I am sitting inside a dance studio, listening to an acting coach give a talk to a group of actors. I am not a part of this workshop. Sadly, I cannot act but I love watching people act. It is my job! I came here today to observe and listen and somehow get a grip on the people I am going to work with.
As much as I wanted to listen intently, I find myself thinking something else. I worry too much and sometimes I dread thinking the worst. I wanted to stay home but I will feel guilty knowing my staff are working. I may end up worrying.
When you lead a team, it’s a must that you are in control no matter how confusing the situations are. The decisions that lies in my hand are often too scary to do but I have learned to toughen myself and take the risks. Though there are moments that I need to pretend I am in command. The truth is, there are times that I really am unaware of what to do next. I still grope regardless of expertise and experience.

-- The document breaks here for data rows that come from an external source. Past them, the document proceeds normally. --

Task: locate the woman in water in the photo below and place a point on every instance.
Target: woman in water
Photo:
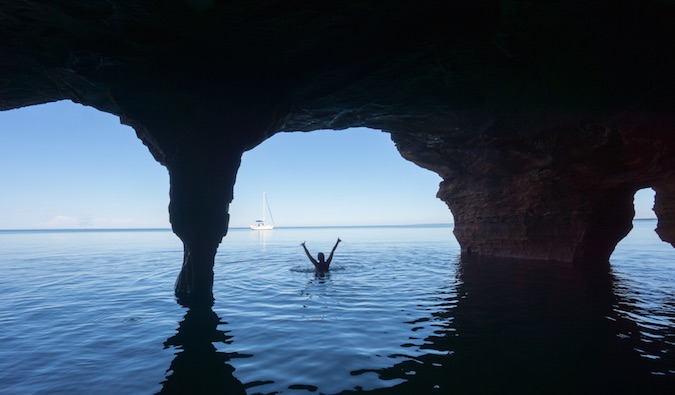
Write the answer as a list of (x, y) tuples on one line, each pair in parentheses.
[(321, 266)]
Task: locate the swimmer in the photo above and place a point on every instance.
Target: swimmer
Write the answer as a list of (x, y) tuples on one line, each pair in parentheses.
[(321, 265)]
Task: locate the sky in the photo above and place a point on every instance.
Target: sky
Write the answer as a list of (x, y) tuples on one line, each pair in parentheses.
[(65, 165)]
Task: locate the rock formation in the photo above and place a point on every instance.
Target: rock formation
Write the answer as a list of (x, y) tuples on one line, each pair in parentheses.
[(542, 117)]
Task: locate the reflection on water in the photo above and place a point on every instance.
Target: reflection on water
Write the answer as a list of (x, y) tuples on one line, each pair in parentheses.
[(198, 366), (399, 313), (529, 327), (503, 326)]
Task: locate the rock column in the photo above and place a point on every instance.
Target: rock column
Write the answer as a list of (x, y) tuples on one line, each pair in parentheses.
[(201, 191)]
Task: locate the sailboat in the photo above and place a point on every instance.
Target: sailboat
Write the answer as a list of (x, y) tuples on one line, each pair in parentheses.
[(262, 224)]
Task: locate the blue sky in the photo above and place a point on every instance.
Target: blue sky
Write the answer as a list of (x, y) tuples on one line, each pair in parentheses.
[(69, 166)]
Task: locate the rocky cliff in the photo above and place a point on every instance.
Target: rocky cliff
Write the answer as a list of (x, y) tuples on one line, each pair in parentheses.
[(542, 117)]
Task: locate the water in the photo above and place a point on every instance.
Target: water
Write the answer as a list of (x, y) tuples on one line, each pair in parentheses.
[(400, 312)]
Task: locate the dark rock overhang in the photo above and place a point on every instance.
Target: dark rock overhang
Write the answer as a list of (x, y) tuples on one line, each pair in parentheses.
[(542, 117)]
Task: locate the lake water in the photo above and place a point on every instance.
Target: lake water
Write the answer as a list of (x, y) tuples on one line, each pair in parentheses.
[(93, 312)]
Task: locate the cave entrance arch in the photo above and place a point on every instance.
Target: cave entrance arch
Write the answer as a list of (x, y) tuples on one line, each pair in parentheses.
[(642, 243), (335, 178)]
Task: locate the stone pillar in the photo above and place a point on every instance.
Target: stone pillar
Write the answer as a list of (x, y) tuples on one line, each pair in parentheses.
[(664, 207), (201, 191)]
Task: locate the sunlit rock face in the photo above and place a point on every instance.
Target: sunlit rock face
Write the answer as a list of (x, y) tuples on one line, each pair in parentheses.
[(543, 118)]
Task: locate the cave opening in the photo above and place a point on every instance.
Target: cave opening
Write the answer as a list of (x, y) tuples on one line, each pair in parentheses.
[(351, 177), (68, 166), (642, 242)]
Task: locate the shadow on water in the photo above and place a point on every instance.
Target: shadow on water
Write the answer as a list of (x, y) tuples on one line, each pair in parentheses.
[(198, 367), (528, 327), (506, 326)]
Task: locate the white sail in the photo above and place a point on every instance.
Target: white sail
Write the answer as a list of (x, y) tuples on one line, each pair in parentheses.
[(262, 224)]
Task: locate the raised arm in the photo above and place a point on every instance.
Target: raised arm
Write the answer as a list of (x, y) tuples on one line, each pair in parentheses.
[(316, 264), (330, 257)]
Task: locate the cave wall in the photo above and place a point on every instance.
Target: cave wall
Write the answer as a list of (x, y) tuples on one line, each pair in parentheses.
[(542, 117)]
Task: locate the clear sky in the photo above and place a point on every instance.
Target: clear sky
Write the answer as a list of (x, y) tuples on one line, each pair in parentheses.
[(69, 166)]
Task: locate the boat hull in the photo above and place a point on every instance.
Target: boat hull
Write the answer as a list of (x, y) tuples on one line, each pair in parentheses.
[(262, 227)]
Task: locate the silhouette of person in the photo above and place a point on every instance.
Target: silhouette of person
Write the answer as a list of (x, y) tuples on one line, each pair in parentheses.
[(321, 265)]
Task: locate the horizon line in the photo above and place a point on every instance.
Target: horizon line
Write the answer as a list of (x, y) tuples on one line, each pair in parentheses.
[(246, 227)]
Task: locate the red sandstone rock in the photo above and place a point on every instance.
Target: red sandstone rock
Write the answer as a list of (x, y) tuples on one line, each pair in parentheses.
[(543, 118)]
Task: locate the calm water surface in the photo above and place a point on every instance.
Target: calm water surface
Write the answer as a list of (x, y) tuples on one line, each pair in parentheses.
[(400, 312)]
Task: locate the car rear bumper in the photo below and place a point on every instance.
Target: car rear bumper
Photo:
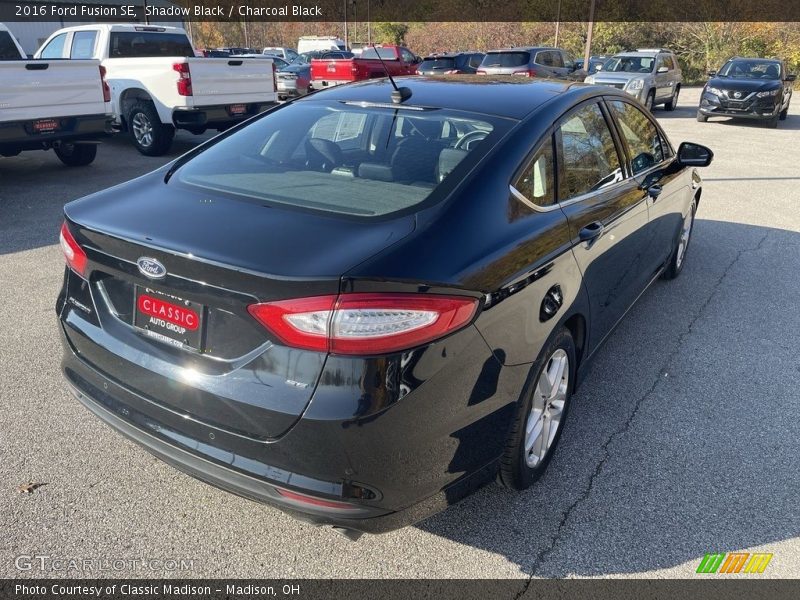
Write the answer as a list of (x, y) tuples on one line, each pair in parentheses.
[(363, 458), (321, 84), (216, 116), (21, 134)]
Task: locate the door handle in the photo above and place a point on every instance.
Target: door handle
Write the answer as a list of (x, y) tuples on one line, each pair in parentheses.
[(654, 191), (591, 232)]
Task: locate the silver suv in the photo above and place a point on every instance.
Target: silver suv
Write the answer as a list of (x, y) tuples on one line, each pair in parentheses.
[(652, 75)]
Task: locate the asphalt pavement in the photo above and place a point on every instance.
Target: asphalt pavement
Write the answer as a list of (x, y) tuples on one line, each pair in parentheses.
[(684, 439)]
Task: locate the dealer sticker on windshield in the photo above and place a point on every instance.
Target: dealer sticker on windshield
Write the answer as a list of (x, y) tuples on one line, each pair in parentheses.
[(168, 318)]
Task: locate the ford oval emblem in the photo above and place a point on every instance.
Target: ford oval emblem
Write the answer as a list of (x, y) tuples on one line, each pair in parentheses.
[(150, 267)]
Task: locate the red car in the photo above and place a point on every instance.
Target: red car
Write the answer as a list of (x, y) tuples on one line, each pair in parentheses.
[(376, 61)]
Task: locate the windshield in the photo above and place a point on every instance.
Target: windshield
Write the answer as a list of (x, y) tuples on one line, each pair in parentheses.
[(751, 69), (506, 59), (437, 63), (630, 64), (339, 158)]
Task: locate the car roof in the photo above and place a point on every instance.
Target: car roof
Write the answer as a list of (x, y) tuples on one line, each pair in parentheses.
[(502, 95), (522, 49)]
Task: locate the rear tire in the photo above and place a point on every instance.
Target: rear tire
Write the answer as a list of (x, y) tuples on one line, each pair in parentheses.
[(148, 134), (673, 102), (544, 406), (76, 155), (678, 257)]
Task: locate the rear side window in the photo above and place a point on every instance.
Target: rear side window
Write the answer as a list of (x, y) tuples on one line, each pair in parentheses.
[(644, 143), (8, 49), (83, 44), (343, 159), (147, 44), (506, 59), (537, 182), (55, 47), (588, 156)]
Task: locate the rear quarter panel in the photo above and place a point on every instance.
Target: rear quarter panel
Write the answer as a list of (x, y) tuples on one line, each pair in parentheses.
[(56, 88)]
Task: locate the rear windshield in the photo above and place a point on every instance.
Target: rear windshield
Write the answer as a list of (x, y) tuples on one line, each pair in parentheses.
[(437, 63), (506, 59), (8, 49), (145, 44), (344, 159)]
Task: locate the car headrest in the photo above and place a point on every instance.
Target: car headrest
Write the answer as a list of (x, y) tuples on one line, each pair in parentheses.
[(375, 171), (448, 160)]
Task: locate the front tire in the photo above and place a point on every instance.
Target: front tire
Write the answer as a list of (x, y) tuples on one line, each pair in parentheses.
[(678, 257), (541, 414), (148, 134), (76, 155), (650, 101)]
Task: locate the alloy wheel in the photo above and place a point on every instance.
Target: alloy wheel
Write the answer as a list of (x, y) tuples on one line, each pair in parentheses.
[(547, 408)]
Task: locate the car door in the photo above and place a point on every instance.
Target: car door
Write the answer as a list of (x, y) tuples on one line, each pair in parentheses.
[(665, 188), (607, 214)]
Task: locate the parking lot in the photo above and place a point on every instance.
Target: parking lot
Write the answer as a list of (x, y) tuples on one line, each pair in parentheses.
[(683, 440)]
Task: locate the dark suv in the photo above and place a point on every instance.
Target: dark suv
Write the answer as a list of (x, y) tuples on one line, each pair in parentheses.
[(451, 63), (531, 62), (748, 88)]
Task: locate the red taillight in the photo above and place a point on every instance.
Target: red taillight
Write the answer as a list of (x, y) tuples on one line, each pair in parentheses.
[(302, 498), (73, 253), (185, 78), (364, 324), (106, 89)]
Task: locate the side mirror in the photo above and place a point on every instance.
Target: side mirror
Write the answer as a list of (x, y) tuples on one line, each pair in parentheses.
[(694, 155)]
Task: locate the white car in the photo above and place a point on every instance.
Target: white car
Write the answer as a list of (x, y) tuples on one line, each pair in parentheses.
[(158, 85), (63, 105)]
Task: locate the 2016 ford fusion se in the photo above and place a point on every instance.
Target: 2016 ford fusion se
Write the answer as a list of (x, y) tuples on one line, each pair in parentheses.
[(362, 305)]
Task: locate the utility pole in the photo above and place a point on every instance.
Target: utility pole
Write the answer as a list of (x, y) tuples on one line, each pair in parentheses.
[(588, 50), (558, 23)]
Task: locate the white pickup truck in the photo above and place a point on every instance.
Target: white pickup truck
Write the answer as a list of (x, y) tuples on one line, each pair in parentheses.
[(44, 104), (158, 85)]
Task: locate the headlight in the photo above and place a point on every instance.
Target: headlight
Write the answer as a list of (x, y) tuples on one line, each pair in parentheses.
[(636, 84)]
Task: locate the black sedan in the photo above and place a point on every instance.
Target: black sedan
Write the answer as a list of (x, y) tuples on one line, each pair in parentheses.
[(748, 88), (362, 305)]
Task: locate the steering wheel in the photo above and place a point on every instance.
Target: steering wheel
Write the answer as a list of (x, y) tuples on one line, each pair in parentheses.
[(473, 137)]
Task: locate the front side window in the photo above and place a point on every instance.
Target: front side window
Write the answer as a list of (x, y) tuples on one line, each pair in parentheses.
[(8, 49), (55, 47), (344, 159), (641, 135), (537, 182), (588, 156), (83, 44)]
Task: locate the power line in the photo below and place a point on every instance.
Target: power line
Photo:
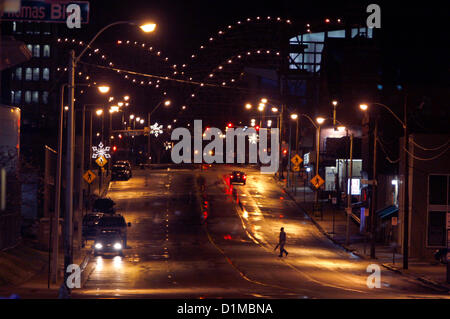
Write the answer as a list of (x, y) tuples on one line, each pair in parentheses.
[(430, 149)]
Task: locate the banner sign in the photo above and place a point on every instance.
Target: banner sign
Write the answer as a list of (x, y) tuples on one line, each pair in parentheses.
[(46, 11)]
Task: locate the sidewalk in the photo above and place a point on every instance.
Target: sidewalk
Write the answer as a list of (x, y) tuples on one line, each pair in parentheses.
[(431, 273), (35, 284)]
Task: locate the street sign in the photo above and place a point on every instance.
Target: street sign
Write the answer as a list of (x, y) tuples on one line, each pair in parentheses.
[(394, 221), (296, 160), (46, 11), (369, 182), (317, 181), (89, 176), (101, 161)]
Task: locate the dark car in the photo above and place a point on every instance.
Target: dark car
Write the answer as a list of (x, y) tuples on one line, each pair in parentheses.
[(238, 177), (114, 223), (120, 172), (127, 164), (109, 241), (90, 222)]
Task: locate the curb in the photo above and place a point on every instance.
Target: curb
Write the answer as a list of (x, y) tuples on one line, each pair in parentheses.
[(347, 249), (424, 280)]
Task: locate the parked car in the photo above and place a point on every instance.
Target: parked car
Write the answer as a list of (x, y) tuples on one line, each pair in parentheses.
[(114, 223), (127, 165), (238, 177), (120, 172), (109, 241)]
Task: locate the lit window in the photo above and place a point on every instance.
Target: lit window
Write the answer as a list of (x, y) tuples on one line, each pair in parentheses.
[(46, 51), (36, 74), (28, 74), (438, 206), (45, 97), (35, 96), (28, 97), (36, 50), (19, 74), (17, 97), (46, 74)]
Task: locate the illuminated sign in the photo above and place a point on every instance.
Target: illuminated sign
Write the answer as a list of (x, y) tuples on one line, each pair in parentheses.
[(46, 11), (356, 186)]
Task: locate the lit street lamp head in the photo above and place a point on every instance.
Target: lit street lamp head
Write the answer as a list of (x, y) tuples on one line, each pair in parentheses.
[(363, 107), (103, 89), (320, 120), (148, 27)]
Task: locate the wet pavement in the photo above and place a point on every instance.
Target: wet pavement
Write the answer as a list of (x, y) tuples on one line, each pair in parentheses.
[(195, 236)]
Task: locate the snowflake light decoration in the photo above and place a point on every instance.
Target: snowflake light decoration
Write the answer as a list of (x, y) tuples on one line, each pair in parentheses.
[(156, 129), (100, 151), (253, 138)]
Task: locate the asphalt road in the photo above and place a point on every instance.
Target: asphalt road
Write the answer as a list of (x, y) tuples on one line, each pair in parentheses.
[(195, 236)]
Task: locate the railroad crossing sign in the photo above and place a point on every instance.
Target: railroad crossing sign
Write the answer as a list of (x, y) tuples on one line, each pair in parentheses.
[(89, 176), (296, 160), (101, 161), (317, 181)]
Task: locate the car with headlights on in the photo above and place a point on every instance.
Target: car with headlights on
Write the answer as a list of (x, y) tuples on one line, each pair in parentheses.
[(238, 177), (108, 242), (120, 172)]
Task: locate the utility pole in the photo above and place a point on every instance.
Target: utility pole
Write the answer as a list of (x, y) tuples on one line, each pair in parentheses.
[(68, 214), (349, 193), (374, 192), (149, 135), (406, 188)]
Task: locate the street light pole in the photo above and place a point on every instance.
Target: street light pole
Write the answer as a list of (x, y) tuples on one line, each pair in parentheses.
[(349, 192), (374, 192), (406, 188), (68, 228)]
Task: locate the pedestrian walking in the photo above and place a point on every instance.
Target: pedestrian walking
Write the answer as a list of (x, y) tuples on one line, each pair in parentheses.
[(282, 242)]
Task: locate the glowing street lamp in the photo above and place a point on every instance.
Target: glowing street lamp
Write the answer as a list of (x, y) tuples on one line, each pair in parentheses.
[(148, 27), (320, 120), (103, 89)]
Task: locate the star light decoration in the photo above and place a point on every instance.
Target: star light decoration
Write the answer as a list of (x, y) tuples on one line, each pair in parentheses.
[(253, 138), (100, 151), (156, 129), (168, 145)]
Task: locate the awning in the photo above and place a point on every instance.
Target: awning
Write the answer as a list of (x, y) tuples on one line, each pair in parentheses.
[(389, 211)]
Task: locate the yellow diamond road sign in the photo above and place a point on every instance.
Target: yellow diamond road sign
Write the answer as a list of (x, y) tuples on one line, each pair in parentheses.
[(101, 161), (296, 160), (317, 181), (89, 176)]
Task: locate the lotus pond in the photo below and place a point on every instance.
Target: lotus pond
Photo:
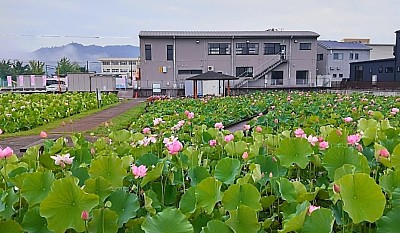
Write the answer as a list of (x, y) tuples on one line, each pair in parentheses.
[(307, 162), (22, 112)]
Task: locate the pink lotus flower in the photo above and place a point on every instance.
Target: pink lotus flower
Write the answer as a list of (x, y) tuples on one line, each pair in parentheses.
[(336, 188), (174, 147), (384, 152), (353, 139), (139, 172), (348, 119), (190, 115), (312, 140), (43, 134), (229, 138), (61, 160), (219, 125), (85, 215), (323, 145), (312, 209), (212, 143), (6, 152), (299, 133), (146, 130)]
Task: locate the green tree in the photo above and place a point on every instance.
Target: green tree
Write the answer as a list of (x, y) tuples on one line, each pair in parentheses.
[(65, 66), (36, 67)]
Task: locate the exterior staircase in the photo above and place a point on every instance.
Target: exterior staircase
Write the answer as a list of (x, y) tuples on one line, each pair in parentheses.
[(263, 69)]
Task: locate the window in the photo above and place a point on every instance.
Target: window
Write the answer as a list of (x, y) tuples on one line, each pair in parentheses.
[(359, 73), (301, 77), (190, 72), (219, 49), (389, 70), (244, 71), (247, 48), (277, 78), (272, 48), (337, 56), (170, 52), (147, 52), (305, 46)]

Every time I feel scared, I look back to the days when I was struggling to get into this network. I try to remember how I was when I landed my first job, my first show and miraculously I would feel more determined and confident to make decisions.
I want to think that fear is something you can control, something you can distort to your advantage or something you can defeat if only I can do anything without being scared. Apparently, I have avoided doing some things because of fear. I chose to conquer fear when it comes to work but not when it comes to pleasure and recreation. I do not get the point of riding a roller coaster or jumping down in a building. Riding a roller coaster in Hongkong only escalated or probably triggered my fear of heights. I am working hard to get over that experience and feel normal when I see a roller coaster. I am glad that I tried zip line and sky walk. Peer pressure helps sometimes.